Being that this is a January Newsletter- the first letter of the year - you might be prone to think I am going to say something like “I decided we would go without the TV and spend more time together as a family” or perhaps “I put the broken TV in the garage and have now spent the time I used to watch TV reading.” You would have a fair amount of justification for such an assumption. January newsletters, blogs, sermons, and other transmissions are often full up with pity stories of turning a new leaf and discovering the benefits of starting afresh in the newly minted year. Advertisers bank on such a spirit blowing through the culture, and now that it is January I can bet each of us has received or heard something about the low rates at our local gym or Jenny Craig. Something in the way we do business as a society provides the first month of the year to make, to start, to promise, or to commit to do something that would seem to make life better. The term we tend to use is a “New Year’s Resolution.” I think that it is bogus.

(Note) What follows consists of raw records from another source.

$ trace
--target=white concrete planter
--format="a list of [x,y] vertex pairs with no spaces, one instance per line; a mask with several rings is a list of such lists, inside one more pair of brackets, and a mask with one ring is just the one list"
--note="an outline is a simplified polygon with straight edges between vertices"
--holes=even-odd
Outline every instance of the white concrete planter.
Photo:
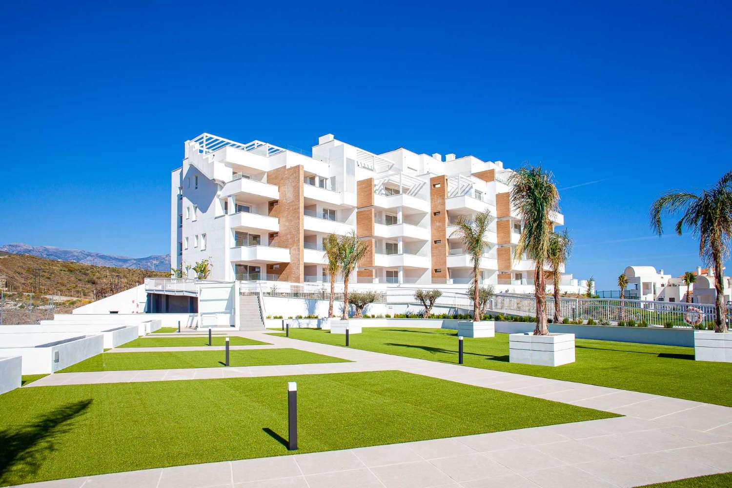
[[509,361],[521,364],[561,366],[575,362],[575,334],[533,332],[509,335]]
[[346,334],[346,326],[348,326],[348,335],[351,334],[361,334],[361,324],[354,320],[330,320],[331,334]]
[[694,359],[732,363],[732,332],[694,331]]
[[20,356],[0,358],[0,394],[20,387],[22,361]]
[[493,320],[463,320],[458,323],[458,335],[463,337],[495,337],[496,323]]

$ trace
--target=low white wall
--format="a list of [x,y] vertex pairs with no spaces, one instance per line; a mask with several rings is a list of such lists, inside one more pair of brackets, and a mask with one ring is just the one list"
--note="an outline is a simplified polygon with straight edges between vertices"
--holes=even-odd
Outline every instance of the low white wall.
[[[496,331],[506,334],[533,332],[535,322],[496,321]],[[638,342],[660,345],[694,347],[694,331],[690,329],[660,327],[618,327],[616,326],[579,326],[571,323],[550,323],[549,331],[574,334],[578,339]]]
[[[38,336],[34,339],[32,336]],[[4,334],[0,356],[23,357],[23,375],[41,375],[63,369],[104,350],[104,337],[100,334],[74,336],[52,332]],[[72,340],[68,340],[72,339]],[[64,342],[66,341],[66,342]],[[7,347],[10,345],[10,347]],[[55,359],[59,353],[59,361]]]
[[59,323],[58,325],[28,325],[0,326],[0,345],[2,337],[7,334],[70,333],[71,334],[100,334],[104,337],[104,348],[111,349],[129,342],[139,336],[137,326],[97,326],[92,324]]
[[22,369],[20,356],[0,358],[0,394],[20,387]]

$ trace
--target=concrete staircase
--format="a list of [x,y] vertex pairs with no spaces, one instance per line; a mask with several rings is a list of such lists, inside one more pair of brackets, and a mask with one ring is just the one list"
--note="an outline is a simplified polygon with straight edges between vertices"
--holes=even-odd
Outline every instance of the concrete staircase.
[[264,320],[256,295],[240,295],[239,297],[240,331],[263,331]]

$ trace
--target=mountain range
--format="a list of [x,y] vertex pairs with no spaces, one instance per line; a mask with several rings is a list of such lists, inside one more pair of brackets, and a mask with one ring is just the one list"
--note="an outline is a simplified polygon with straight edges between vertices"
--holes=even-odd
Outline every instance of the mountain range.
[[61,249],[53,246],[31,246],[20,242],[0,246],[0,251],[10,254],[29,254],[37,258],[55,259],[59,261],[73,261],[97,266],[116,268],[138,268],[158,271],[171,270],[171,255],[163,254],[146,258],[130,258],[113,254],[102,254],[78,249]]

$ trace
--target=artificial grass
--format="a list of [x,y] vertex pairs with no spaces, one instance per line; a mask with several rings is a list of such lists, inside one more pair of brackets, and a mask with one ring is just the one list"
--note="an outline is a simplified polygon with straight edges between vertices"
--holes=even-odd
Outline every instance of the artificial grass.
[[2,486],[618,416],[398,371],[31,387],[0,411]]
[[646,484],[640,488],[729,488],[730,487],[732,487],[732,473],[686,478],[676,481]]
[[[338,345],[345,342],[343,334],[320,329],[291,329],[290,337]],[[732,376],[732,363],[694,361],[693,348],[578,339],[576,361],[554,367],[509,363],[507,334],[464,341],[467,366],[732,407],[732,381],[720,380]],[[458,337],[449,329],[365,327],[361,334],[351,335],[350,345],[377,353],[458,362]]]
[[157,331],[153,331],[153,334],[168,334],[170,332],[177,332],[177,327],[160,327]]
[[[177,369],[225,366],[223,350],[160,353],[102,353],[72,364],[59,373],[132,369]],[[298,349],[250,349],[229,351],[229,366],[274,366],[313,363],[348,363],[340,358]]]
[[[266,345],[269,342],[255,341],[253,339],[232,336],[229,337],[229,345]],[[225,345],[226,337],[214,336],[211,338],[211,345]],[[183,348],[190,346],[207,347],[208,336],[194,337],[138,337],[123,344],[119,348]]]
[[25,386],[29,383],[33,383],[36,380],[40,380],[44,376],[48,376],[48,373],[43,375],[23,375],[20,377],[20,386]]

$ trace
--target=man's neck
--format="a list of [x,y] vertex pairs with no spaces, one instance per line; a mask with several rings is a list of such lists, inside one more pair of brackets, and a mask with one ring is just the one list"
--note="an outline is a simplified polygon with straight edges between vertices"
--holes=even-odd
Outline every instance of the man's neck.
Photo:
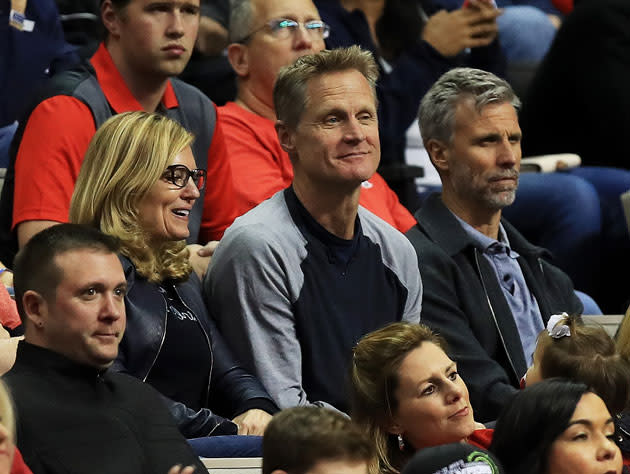
[[448,194],[442,193],[442,202],[457,217],[467,222],[471,227],[482,234],[497,240],[499,238],[499,224],[501,223],[501,210],[489,210],[471,206],[469,202],[451,199]]
[[313,219],[331,234],[350,240],[354,237],[361,189],[340,191],[331,188],[319,189],[312,183],[293,181],[295,195]]
[[245,110],[249,110],[256,115],[273,120],[274,122],[276,121],[276,111],[274,110],[273,105],[265,103],[247,87],[239,85],[238,95],[235,102]]
[[124,61],[118,44],[114,42],[107,44],[107,51],[109,51],[116,69],[120,72],[125,84],[140,103],[142,109],[145,112],[155,112],[166,90],[168,78],[138,74]]

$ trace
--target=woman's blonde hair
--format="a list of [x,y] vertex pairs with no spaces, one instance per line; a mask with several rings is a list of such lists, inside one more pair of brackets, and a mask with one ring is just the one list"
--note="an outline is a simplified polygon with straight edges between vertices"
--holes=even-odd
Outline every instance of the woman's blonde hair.
[[587,326],[567,315],[554,327],[566,326],[570,335],[554,337],[544,329],[538,336],[540,376],[562,377],[586,384],[617,415],[630,407],[630,360],[615,347],[601,326]]
[[413,455],[409,446],[400,450],[396,437],[387,427],[398,410],[395,393],[400,365],[424,342],[446,351],[444,339],[427,326],[404,322],[392,323],[367,334],[353,350],[350,369],[352,419],[373,443],[376,457],[369,466],[370,474],[398,474]]
[[0,423],[7,429],[11,441],[15,443],[15,411],[13,410],[13,401],[9,395],[9,389],[2,380],[0,380]]
[[138,207],[193,135],[162,115],[126,112],[107,120],[85,154],[70,203],[70,221],[118,237],[121,253],[149,281],[181,279],[192,270],[185,241],[151,247]]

It wasn’t 12 hours before I hauled our 2nd TV down to the basement & within minutes had everything hooked up and ready to go. Sure, I could have taken up reading in the place of TV. I could have spent my time learning the art of French Cuisine, learning how to work on my car, or brushing up on my fading Spanish language skills but I didn’t. I plugged the TV in and got back on the couch.

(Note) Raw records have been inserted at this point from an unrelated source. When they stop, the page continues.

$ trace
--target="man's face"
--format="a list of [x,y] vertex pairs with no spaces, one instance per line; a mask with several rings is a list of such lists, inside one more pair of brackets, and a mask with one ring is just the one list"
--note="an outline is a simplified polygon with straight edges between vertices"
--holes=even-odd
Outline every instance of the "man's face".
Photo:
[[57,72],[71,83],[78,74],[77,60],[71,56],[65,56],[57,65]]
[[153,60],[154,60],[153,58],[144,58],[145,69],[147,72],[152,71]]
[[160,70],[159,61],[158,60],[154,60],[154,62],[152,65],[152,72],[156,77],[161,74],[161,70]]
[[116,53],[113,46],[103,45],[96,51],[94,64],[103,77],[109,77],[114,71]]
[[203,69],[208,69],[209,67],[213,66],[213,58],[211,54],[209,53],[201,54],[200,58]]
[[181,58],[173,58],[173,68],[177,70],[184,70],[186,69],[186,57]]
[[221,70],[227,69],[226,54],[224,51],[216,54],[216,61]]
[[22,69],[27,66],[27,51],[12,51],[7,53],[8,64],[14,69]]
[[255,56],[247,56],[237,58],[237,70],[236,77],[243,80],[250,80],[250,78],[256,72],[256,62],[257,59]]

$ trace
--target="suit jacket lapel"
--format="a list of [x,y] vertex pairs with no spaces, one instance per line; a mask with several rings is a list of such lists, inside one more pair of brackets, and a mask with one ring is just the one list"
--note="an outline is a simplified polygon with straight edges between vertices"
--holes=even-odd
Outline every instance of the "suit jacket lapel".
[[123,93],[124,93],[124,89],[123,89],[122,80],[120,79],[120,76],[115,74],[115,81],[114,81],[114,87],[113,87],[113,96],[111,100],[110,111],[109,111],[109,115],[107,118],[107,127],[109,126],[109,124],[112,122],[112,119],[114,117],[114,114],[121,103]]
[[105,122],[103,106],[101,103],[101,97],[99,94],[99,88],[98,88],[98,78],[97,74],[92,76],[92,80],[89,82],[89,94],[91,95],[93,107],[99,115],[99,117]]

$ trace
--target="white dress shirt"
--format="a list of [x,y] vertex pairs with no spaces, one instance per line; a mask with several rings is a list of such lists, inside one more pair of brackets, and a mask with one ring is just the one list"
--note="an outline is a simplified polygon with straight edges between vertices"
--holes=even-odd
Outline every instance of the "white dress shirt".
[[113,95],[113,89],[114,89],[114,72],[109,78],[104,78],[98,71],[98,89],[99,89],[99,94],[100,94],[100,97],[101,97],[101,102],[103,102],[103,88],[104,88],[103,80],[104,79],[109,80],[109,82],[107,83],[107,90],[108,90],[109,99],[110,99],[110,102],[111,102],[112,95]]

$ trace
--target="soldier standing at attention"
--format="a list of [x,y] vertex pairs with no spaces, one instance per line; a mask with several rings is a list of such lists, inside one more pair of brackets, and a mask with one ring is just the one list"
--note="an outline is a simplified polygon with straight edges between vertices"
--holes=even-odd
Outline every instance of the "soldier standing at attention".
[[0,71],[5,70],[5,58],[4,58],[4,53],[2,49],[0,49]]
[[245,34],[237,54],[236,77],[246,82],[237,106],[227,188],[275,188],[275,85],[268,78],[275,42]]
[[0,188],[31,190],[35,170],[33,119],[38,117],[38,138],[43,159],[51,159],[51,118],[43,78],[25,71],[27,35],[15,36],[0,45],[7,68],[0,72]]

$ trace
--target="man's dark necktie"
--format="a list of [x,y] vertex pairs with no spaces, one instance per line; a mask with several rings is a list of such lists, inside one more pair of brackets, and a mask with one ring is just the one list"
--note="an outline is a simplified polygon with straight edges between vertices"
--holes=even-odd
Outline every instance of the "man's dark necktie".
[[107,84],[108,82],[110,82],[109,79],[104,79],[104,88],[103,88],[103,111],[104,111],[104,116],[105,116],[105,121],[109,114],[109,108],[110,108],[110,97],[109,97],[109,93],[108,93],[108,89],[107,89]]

Going from TV to no TV would be a radical change in my life; a radical change which would almost certainly result in epic failure. The key would be a step down approach. Now that the College Football season is over, don’t watch TV on Saturdays. That is something I could live with. Incremental, baby-steps, slowing chipping away at the excuses and variables can over time lead to an ingrained habit. The same is true for someone’s spiritual life. Nobody wakes up on January 1st and says, “I am going to be spiritual now.” Or if they do, it isn’t met with much success. Like anything else cultivating a habit takes repeated exposure over and over again. Setting aside a five minute window to be still and silent is more doable than a weekend of silent meditation, and saying a prayer while the car warms up is a lot more productive than saying you are going to read the Bible cover to cover and then not doing it.

In the end life is about creating habits. What we begin slowly now can lead to a rich life in the future. Like deciding to run a marathon, you start running a mile before you tackle all 27. If a deeper connection and relationship with God is something that you desire for your years to come then lose the New Year’s Resolution and begin small.